Thanks and best regards,

  • shleeshlee CambridgeMember, Broadie ✭✭✭✭✭

    Hi @dbecker,

    Genotype with GenotypeGVCFs. Given your small number of samples, you can skip CombineGVCFs and directly genotype all of your sample gvcfs with GenotypeGVCFs.

  • dbeckerdbecker MunichMember ✭✭✭


    so it is normal, that the called genotypes vanish? Why is ValidateVariants giving me an error then?

    Also we have a much larger number of samples, but I always merge my current run and then merge it to our global cohort. Is this a bad approach?
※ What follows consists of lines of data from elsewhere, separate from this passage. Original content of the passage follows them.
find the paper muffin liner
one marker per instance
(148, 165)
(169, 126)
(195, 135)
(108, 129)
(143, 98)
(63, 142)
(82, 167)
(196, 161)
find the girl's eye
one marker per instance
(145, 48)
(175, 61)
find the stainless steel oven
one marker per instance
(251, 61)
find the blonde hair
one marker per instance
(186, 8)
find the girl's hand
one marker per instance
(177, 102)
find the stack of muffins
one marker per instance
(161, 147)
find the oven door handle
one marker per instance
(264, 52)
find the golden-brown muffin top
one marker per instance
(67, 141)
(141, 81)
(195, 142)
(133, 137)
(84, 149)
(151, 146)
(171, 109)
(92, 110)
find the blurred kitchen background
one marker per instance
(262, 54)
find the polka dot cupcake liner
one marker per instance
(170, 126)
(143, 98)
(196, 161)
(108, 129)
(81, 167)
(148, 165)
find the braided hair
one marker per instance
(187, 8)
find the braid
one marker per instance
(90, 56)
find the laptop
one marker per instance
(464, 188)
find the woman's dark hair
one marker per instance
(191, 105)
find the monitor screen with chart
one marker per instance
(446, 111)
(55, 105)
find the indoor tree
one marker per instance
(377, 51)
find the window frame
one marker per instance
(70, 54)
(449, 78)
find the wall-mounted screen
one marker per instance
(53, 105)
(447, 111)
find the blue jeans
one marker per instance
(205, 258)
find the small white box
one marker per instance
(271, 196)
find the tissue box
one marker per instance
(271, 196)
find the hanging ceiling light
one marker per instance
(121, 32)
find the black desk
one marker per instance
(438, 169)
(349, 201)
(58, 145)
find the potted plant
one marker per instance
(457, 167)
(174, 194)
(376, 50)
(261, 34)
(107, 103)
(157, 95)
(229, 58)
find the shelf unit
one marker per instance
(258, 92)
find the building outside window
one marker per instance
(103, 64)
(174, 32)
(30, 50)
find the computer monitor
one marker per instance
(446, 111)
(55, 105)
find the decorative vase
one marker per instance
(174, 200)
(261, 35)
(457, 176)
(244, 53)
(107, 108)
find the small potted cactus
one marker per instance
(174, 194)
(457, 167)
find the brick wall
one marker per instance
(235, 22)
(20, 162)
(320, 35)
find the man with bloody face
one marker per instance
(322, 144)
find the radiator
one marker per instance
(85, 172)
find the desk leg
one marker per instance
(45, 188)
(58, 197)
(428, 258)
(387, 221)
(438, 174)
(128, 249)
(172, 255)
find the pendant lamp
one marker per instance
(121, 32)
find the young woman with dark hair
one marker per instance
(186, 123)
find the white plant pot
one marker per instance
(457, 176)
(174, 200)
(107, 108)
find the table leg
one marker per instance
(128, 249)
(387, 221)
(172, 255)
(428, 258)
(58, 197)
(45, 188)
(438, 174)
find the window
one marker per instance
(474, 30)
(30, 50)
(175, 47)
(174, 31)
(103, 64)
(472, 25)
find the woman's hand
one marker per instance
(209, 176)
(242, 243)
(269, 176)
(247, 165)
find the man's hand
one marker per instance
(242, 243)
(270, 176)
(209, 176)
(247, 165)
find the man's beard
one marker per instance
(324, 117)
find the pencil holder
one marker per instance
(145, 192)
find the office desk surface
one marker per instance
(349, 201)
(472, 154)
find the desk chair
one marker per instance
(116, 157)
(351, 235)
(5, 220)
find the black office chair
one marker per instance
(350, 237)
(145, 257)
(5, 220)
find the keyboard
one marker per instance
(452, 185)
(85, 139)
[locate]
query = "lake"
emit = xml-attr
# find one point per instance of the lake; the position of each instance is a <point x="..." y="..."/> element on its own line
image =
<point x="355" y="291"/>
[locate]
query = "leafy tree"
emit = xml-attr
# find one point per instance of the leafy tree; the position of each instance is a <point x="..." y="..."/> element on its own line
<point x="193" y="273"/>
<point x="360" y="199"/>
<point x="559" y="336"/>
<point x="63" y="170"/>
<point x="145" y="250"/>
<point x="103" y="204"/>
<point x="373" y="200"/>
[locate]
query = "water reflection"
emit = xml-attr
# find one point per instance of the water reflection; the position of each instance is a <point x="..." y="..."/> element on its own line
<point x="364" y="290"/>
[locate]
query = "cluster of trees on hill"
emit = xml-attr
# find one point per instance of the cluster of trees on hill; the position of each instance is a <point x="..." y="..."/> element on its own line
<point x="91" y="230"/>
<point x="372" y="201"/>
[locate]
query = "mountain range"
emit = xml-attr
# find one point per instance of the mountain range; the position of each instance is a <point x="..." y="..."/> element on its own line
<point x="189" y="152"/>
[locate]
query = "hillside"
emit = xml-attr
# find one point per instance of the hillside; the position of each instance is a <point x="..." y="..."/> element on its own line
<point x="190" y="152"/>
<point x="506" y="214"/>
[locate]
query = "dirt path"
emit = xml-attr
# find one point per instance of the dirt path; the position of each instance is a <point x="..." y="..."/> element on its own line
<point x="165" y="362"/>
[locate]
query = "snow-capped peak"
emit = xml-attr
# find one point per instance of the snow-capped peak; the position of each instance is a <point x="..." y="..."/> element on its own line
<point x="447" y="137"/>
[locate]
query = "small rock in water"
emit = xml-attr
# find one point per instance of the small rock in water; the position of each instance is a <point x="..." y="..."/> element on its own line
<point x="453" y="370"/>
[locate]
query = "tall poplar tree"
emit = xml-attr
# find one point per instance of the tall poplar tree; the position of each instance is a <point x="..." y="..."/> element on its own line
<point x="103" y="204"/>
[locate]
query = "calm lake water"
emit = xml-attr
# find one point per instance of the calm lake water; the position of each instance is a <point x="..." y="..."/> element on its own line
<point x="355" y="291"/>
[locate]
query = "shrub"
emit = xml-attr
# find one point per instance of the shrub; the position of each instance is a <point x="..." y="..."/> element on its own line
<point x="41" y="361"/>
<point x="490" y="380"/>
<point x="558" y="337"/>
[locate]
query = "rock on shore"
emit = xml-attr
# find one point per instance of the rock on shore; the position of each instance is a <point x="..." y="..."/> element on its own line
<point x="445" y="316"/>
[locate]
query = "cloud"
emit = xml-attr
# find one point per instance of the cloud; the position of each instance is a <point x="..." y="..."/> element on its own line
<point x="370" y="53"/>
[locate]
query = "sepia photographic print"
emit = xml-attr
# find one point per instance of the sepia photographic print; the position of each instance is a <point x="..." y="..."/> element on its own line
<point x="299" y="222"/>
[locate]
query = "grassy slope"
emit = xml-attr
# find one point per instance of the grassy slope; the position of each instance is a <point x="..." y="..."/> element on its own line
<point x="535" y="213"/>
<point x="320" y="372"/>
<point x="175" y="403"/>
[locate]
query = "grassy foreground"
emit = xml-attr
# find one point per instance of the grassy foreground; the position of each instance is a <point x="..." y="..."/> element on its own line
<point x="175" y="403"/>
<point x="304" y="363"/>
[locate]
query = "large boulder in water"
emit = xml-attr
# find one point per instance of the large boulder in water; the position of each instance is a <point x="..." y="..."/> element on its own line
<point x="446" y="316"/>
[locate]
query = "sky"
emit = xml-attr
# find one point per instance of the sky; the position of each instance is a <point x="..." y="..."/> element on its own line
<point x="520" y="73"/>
  • dbeckerdbecker MunichMember ✭✭✭


    I'm actually on the GATK workshop in Montreal at the moment and therefore have no access to my data.
    Every command I used is GATK4.0, but I'm pretty sure I missed the --validate-GVCF option. So I'll try that when I'm back in the office in April.


  • shleeshlee CambridgeMember, Broadie ✭✭✭✭✭

    @dbecker, I hope you are enjoying the workshop.

  • dbeckerdbecker MunichMember ✭✭✭

    I don't get the Error anymore using the --validate-GVCF option. Thanks! Now I have a new Problem, but I already found a bug report. https://github.com/broadinstitute/gatk/issues/4525. I'm looking forward to a fix to that.


  • SheilaSheila Broad InstituteMember, Broadie ✭✭✭✭✭

    Hi Daniel,

    The fix should be in soon. A developer is working on it currently.